The American Council on Education or the Association of Community Colleges have services that would help guide such a strategic look at the future of the College and the needed characteristics of an ideal candidate at this point in the institution’s life.

We suggest that the Trustees avoid the tendency at Atlantic Cape to quickly hire from within. A strategic review done by the Trustees, even if it impacts the timetable and requires the use of an interim President, is a critical step.

President Mora’s 2017 budget message predicts continued decline in enrollments and revenue. The need for innovative thinking could not be more important.

In our view getting this selection right is critical to Atlantic Cape’s future and to the education of Cape May County residents which will define our future.

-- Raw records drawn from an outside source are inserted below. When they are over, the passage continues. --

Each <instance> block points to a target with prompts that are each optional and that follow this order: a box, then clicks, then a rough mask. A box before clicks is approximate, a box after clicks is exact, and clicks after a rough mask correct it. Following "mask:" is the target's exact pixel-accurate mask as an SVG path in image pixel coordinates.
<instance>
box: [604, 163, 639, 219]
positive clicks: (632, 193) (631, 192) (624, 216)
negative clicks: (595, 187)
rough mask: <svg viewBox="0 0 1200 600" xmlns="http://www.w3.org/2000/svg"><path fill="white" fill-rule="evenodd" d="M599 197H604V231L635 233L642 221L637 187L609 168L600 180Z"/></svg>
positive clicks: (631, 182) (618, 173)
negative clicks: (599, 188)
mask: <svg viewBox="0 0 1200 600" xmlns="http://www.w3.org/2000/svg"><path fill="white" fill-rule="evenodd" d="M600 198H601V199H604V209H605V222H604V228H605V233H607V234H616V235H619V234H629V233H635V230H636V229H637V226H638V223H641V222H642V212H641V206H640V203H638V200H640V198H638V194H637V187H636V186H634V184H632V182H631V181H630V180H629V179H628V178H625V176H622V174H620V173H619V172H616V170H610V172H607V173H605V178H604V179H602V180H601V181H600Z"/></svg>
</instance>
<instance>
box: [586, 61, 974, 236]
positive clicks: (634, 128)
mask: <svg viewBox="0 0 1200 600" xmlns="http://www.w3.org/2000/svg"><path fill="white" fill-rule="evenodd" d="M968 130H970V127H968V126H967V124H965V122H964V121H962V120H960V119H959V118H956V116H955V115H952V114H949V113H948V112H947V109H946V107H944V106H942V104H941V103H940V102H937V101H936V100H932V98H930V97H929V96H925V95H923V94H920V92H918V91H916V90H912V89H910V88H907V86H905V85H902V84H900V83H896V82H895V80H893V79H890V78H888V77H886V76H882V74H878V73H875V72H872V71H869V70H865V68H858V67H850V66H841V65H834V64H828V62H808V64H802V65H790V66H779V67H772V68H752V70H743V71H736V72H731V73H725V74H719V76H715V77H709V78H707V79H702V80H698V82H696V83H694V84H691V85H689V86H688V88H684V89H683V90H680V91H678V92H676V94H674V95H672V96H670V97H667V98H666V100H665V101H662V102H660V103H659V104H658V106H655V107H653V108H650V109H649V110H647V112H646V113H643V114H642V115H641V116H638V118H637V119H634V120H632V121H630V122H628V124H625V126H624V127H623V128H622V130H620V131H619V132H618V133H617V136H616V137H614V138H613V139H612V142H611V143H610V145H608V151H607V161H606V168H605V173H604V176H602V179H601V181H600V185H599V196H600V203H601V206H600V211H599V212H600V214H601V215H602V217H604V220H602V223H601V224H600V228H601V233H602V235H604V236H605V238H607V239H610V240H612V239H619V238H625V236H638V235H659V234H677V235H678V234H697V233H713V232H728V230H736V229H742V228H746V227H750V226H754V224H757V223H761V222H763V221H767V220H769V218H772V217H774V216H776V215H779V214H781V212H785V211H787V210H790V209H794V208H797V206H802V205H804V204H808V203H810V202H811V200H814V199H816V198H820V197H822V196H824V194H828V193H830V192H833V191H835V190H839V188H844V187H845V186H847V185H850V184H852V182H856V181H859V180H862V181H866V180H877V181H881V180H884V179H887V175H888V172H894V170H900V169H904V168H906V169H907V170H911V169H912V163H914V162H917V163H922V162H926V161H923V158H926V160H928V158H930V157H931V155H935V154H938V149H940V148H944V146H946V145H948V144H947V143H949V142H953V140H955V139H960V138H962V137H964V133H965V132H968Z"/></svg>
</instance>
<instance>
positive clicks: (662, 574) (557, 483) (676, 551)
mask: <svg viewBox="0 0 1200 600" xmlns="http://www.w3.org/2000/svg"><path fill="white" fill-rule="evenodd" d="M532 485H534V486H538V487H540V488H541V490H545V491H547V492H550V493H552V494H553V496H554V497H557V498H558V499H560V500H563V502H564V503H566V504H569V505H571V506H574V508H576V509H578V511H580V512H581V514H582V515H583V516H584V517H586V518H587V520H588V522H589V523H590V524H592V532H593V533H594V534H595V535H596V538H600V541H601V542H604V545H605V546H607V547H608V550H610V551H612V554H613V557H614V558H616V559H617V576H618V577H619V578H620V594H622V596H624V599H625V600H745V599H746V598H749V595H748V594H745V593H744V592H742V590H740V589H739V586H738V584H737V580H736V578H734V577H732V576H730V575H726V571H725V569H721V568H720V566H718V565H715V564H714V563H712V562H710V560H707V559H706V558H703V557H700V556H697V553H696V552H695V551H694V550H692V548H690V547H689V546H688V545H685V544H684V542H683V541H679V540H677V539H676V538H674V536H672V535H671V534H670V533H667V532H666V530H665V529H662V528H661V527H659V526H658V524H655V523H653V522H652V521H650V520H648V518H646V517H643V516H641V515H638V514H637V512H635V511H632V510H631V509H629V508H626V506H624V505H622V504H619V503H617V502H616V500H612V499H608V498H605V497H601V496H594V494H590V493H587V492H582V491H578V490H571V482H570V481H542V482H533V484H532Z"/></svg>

About this summary report: The need for an investigation of Atlantic Cape Community College’s first ten years at its new campus grew out of discussions at Cape Issues for the pressing need for economic development in Cape May County, and the role a community college can and should play in that development.  After discussions with Cape Issues members, including Dr. Tom Henry, who has extensive national experience in higher education, the Herald and Cape Issues joined with Vince Conti, to investigate and create it. Conti has had a 35-year career in higher education as a teacher and senior administrator. Among other roles, he served as Vice Dean of Arts and Sciences at The University of Pennsylvania and the chief operating officer of the University of Maryland University College. He has also worked extensively with Historically Black Universities and Colleges in the U.S. and with institutions of higher education in Europe and Latin America.

 

Cape Issues began in March 2008 as a non-partisan group to focus public attention on issues to improve Cape May County.